Saturday, September 16, 2017
A Dusty Duck Sighting!
Anyone who talks to me for any length of time will discover quite quickly that, not only do I love monsters, but I am a huge Star Wars fan. Like any kid growing up in the '80s, there was never a time where Star Wars wasn't a part of my life. Even before I'd ever seen the movies, I knew all about Luke Skywalker and Han Solo, Vader, and the droids. I appreciated Star Wars from afar until, around high school, I learned that everything related to Star Wars--comics, cartoons, movies, games, books--were all connected into a large, decade-spanning tapestry of mythology. It was called the Expanded Universe, and when I learned of its existence, I truly fell in love with Star Wars, as I believed that the whole was greater than its parts. To know that all these stories mattered--that they all existed in some way and reflected each other, that authors who had never met built upon the creative labors of those who came before to create this living, breathing epic canon.
I still get chills, just thinking about it.
Once I learned that, I devoted my efforts to "get in". To tell my own little story within this megamyth, to carve my own niche that other authors could play with and elaborate on and explore. Thanks to God (and the fine folks at Lucasfilm), I got that chance with an online writing contest called "What's the Story", where fans were given the incredible, once-in-a-lifetime opportunity to create a backstory for some minor element glimpsed in the background of one of the (then) six Star Wars movies. After years of effort, I won two rounds. I was a co-contributor for Senator Silya Shessaun, and I was the sole developer of the backstory for a ship seen in a deleted scene for The Phantom Menace that I dubbed the Dusty Duck.
I was in. I had touched that monument and left my mark. I was totally fulfilled, knowing my contribution would stand.

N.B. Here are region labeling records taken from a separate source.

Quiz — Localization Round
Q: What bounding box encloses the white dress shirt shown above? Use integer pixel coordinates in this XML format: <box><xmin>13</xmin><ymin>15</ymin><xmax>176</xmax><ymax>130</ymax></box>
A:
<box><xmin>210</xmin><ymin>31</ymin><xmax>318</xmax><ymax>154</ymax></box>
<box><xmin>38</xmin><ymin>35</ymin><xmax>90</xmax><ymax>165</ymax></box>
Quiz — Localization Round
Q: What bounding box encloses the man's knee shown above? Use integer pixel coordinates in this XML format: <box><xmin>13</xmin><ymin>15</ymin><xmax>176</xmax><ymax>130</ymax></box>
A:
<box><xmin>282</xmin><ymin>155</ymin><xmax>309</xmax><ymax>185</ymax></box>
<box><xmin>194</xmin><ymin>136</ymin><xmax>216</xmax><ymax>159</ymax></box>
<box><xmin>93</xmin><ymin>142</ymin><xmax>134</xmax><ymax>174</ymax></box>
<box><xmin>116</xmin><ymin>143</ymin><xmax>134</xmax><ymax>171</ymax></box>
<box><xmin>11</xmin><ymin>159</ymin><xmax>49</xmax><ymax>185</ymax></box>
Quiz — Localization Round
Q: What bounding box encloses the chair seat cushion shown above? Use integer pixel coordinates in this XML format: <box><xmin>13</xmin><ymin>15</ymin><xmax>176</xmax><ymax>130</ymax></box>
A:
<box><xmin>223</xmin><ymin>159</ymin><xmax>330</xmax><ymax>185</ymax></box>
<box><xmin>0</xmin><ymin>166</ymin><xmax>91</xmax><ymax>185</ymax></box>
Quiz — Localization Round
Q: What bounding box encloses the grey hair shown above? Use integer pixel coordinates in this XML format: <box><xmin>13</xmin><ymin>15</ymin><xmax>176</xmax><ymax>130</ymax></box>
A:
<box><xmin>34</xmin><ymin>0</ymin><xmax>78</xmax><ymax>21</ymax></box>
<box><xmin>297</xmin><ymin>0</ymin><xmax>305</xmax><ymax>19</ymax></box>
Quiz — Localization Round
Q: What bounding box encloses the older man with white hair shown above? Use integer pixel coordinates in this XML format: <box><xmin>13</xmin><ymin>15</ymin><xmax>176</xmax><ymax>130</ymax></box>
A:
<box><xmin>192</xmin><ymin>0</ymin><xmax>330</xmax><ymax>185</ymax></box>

Then Disney came along and acquired the Star Wars brand and their first order of business was to dump the entire Expanded Universe--decades of myth-making--in favor of their own in-house stories.
In a single boardroom decision, everything was gone, including my own humble contributions.
I was devastated. As a fan, and as a writer. I know I'm supposed to be cool and say "Hey, babe, it's all part of the gig". But it wasn't to me.
Well, I have long lamented this Disney buyout (though I enjoyed The Force Awakens), but then something special started to happen. I began to see some of the old Expanded Universe elements creeping back into the official--"no we mean it this time"--Disney canon. Thrawn shows up in the animated series Rebels, and the visual guide to Rogue One was a veritable smorgasbord of references to the old West End Games roleplaying modules. Maybe my Expanded Universe wasn't entirely gone after all. Oh, yes, now it's been re-branded as "Legends"--but the new material has shown time and again that some legends are "real".
Slowly, I began to hope that maybe my own mark on Star Wars might exist in some form. Maybe not as a I originally envisioned them, but maybe they would live on after all. Earlier this year, with the release of Star Wars The Visual Encyclopedia, I learned that Silya Shessaun is still "alive" in this new canon. True, nothing else has been revealed of her origins, and I don't know how much of what we built in What's the Story is "factual" any more, but she's still in there.
The biggest surprise, however, came just a couple weeks ago with the release of the (delightful) children's book, BB-8 On the Run, by Drew Daywalt and Matt Myers. Set in between the early events of The Force Awakens, it chronicles the adventures of BB-8 immediately after he's separated from Poe Dameron and leads up to his rescue by Rey. Over the course of his travels, he helps a stranded droid return to his ship--a scavenger ship piloted by droids, it would seem--and lo, when you turn the page...
It's the Dusty Duck.
She's alive. The old bird's alive. Now: a disclaimer! The ship is not actually named in this book. It is entirely possible that, though I wrote that the Dusty Duck was a one-of-a-kind custom-job, someone could come along and say this was just another ship "like" the Duck. Or maybe it's not "the Duck" at all. Maybe they took the same ship from the deleted scene of Phantom Menace that the Duck was originally intended to be and have given it an entirely new backstory. Which would be, frankly, heartbreaking--a second time.
But maybe--just maybe--it's still her. Maybe it's still the Duck. After all, the story still tracks. In my original entry, the ship's pilot, Aneesa Dym, purchased a handful of droids to repair the ship right before her shocking murder at the hands of Darth Maul. And the story I wrote does say that the droids repaired the bird to perfection. Could it be that, after years of being stranded on Tatooine, the droids finally took the Duck to flight and started their own crew, salvaging parts to keep the ship running and collecting other master-less droids?
I think so. But, that's out of my hands now. But it's a start. And it's enough to hang a hope on.
At any rate, thank you to Drew, Matt, and the Lucasfilm Story Group for dusting off the ole girl and giving her another day in the sun. It's pretty neat to see her in action again (and, hey, she actually flew in this story!) and I can't wait to see what new adventures she'll go on :) Best of all, the day we bought the book, my wife read it to our seven-year-old daughter for her bedtime story, and she could know that our family had a small part in that ship's legacy. That's what it's all about, folks.